When you’re creating a bank, you’re also entering a highly regulated market. And Memo Bank’s team is aware of that and wants to create a barrier to entry with its competitors while providing a different service compared to legacy players.
Memo Bank is a credit institution and has obtained the proper licenses from the French regulator (ACPR) and the European Central Bank. “It’s a unique event in France, it hasn’t happened since 1970,” Guyot said in a press conference.
“You don’t build a bank in a garage with a few thousand euros,” he added in order to set his startup apart from other fintech startups.
The startup has raised a $22.5 million (€20 million) funding round from BlackFin Capital Partners, existing investor Daphni and Bpifrance.
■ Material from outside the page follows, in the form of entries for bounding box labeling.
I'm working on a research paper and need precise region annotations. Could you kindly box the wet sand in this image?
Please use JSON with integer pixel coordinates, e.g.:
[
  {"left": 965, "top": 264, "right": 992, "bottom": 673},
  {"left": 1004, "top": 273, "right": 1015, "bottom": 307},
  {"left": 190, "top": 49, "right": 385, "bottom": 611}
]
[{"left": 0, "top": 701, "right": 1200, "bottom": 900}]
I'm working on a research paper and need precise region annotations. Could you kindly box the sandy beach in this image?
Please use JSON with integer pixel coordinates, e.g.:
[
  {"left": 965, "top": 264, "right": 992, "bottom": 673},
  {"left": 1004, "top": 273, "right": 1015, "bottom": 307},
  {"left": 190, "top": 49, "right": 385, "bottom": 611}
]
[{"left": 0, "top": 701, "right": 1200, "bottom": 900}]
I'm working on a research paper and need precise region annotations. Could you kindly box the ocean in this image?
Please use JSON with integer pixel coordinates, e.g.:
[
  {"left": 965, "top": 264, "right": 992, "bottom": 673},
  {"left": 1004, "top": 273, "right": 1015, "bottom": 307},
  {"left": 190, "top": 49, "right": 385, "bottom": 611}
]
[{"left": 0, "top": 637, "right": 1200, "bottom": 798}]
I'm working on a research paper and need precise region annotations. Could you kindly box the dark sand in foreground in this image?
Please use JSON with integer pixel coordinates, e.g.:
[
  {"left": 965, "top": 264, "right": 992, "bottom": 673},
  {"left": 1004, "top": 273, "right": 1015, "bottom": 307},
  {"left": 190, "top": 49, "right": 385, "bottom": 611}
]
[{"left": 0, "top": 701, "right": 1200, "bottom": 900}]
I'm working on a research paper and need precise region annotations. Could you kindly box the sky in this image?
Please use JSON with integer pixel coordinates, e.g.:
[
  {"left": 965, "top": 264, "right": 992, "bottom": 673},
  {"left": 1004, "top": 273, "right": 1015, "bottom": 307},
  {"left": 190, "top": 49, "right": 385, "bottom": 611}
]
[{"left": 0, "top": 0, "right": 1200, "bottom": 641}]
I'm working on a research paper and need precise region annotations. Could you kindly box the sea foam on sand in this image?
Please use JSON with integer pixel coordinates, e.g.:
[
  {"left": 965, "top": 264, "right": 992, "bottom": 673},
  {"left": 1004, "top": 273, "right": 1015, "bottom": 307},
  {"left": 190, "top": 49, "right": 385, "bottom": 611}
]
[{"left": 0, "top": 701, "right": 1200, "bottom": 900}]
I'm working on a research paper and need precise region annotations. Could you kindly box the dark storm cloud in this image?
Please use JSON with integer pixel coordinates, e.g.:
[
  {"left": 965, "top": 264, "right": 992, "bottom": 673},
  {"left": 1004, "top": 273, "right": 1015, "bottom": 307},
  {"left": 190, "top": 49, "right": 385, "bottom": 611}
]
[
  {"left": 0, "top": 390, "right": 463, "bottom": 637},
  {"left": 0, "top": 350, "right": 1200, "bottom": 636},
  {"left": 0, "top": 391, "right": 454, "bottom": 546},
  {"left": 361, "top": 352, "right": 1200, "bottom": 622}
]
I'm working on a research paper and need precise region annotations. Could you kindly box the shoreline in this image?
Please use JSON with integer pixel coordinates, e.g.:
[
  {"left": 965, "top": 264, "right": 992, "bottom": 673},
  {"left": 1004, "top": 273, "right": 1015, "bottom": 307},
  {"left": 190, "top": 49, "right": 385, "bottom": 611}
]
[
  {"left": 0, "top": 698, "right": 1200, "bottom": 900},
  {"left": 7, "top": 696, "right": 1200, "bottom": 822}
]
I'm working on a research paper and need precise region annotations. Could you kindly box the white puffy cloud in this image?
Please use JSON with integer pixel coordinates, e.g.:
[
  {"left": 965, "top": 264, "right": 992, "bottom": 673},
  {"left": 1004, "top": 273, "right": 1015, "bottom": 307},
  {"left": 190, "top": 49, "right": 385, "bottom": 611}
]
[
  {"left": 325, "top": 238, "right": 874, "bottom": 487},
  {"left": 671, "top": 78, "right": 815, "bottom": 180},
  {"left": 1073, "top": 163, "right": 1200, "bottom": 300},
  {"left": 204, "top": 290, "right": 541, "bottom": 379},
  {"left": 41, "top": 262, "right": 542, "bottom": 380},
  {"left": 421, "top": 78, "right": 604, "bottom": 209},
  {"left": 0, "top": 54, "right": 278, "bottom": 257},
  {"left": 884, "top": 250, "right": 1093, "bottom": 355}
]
Founders Future and a ton of business angels are also joining the round — Alexis Bonillo, Antoine Martin, Marc Simoncini, Nicolas Steegmann, Oleg Tscheltzoff, Paulin Dementhon, Pierre Valade, Rachel Delacour, Sarah Meyohas, Thibaud Elzière, Xavier Niel…
The former CEO of Arkéa, Ronan Le Moal, is also taking a seat at the table as chairman of the board. Memo Bank had previously raised $7.6 million (€6.7 million) in 2018.
So what is Memo Bank exactly? You’ll have to wait a few months if you want to become a client. The company has developed its own core banking infrastructure and wants to offer everything you’d expect from a business bank.
It starts with a bank account that doesn’t suck. “It seems obvious but believe me it’s not,” Guyot said. Many business banks don’t let you add team members without sending a letter. Or you can’t browse in the web interface transactions that are older than three months.
But the real product is credit. Memo Bank wants to offer credit lines in just a few days without any cumbersome paperwork. Memo Bank’s biggest competitor isn’t neobanks. The startup is competing directly with online lending platforms, such as October.
At first, Memo Bank is going to accept clients in the Paris area. While the company won’t have any physical branch, it wants to be able to come and talk to you directly. It’ll expand to Lyon and then other French cities in the coming years. Eventually, Memo Bank hopes it can attract 4,000 clients within four years.